The papillary sprouts had a hyaline core. The cells exhibiting the papillations were large, with abundant, eosinophilic, cytoplasm; the nuclei were partially crumpled, and their size and shape varied. The chromatin was light and the nucleoli were medium-sized (Fig. 2B).

The tumor cells were positive immunohistochemically for vimentin, von Willebrand factor, D2-40 (Fig. 3A), CD31 (Fig. 3B), VEGFR3 (Fig. 4A) and focally for CD34 and VEGF (Fig. 4B). The tumoral elements were negative for keratins, epithelial membrane antigen, S-100 protein and desmin. The final diagnosis was that of a hemangioendothelioma.

Figure 3

Immunohistochemical positivity for (A) D2-40 (magnification, ×20) and (B) CD31 (magnification, ×20).

Figure 4

Immunohistochemical focal positivity for (A) vascular endothelial growth factor (VEGF; magnification, ×20) and (B) VEGF receptor-3 (VEGFR-3; magnification, ×20).

Discussion

There are various types of lesions of the head and neck regions that may occur in regional lymph node chains (3). Clinically, non-neoplastic lymphadenopathy has to be differentiated from malignant lymphomas, including Hodgkin’s, peripheral T-cell and non-Hodgkin’s B-cell lymphomas. Patients affected by malignant neoplasms other than lymphomas are often suspected as having metastases when a cervical lymph node is enlarged. The patient examined in the present study was suffering from a carcinoma of the colon with lung metastasis, and a lymph node biopsy was considered necessary for further evaluation of the stage of the disease and the effect of chemotherapy. This patient is the second case in the literature of a primary vascular lesion with Dabska-like features occurring in a lymph node and is also the second case in a patient with a carcinoma of the colon (2). Such an association may be casual, however, other cases have to be described in order to exclude the presence of a link.
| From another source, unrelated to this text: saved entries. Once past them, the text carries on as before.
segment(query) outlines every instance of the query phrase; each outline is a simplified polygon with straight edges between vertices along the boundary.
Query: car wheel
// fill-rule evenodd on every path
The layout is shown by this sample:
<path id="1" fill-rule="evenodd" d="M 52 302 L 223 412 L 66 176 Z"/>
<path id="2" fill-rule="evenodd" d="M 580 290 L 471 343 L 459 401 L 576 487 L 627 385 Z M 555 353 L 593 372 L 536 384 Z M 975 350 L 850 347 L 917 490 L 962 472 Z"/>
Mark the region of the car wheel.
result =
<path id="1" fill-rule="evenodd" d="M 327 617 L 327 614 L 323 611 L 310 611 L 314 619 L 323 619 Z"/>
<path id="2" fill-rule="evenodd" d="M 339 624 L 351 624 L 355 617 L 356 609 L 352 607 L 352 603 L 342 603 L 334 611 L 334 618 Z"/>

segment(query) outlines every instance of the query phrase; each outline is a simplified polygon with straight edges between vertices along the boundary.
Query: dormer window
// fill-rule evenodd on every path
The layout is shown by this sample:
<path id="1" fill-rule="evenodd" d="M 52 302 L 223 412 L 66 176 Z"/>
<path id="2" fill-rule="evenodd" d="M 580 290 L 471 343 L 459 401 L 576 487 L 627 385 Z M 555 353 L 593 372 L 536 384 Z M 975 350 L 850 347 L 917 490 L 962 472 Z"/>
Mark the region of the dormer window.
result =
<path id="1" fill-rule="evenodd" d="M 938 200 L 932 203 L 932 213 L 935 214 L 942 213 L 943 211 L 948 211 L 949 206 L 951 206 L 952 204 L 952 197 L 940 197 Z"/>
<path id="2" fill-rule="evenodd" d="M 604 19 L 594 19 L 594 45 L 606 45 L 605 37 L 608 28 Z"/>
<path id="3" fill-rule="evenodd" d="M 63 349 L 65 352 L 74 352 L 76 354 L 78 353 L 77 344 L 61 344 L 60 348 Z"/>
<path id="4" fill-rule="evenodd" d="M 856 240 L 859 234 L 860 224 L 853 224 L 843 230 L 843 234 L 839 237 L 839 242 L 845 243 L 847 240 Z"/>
Endovascular papillary angioendotheliomas, or Dabska tumors, were first described in 1969 by Dabska (4). These tumors primarily affect the skin of children (5), however, in recent years it has been demonstrated that such a lesion may be present in a wider age range and in more organs than originally described (6). The literature describes a category of ‘similar lesions’ (7), which have two distinctive qualities, namely papillary growth and a lymphatic immunophenotype with positivity for D2-40 (8) and VEGFR-3 (7,9). The pathogenesis of such neoplasms remains obscure. The present study documented immunohistochemically a focal production of VEGF from tumoral cells and the presence of VEGFR-3 in the elements of the neoplasia, so a VEGF/VEGFR-3 autocrine loop may have been activated in the present case, as it is able to occur in several types of solid tumors (10). Differential diagnosis of node tumors should also include rare tumors, including hemangioendotheliomas, particularly when the lymph node structure is substituted by anastomosing vascular channels.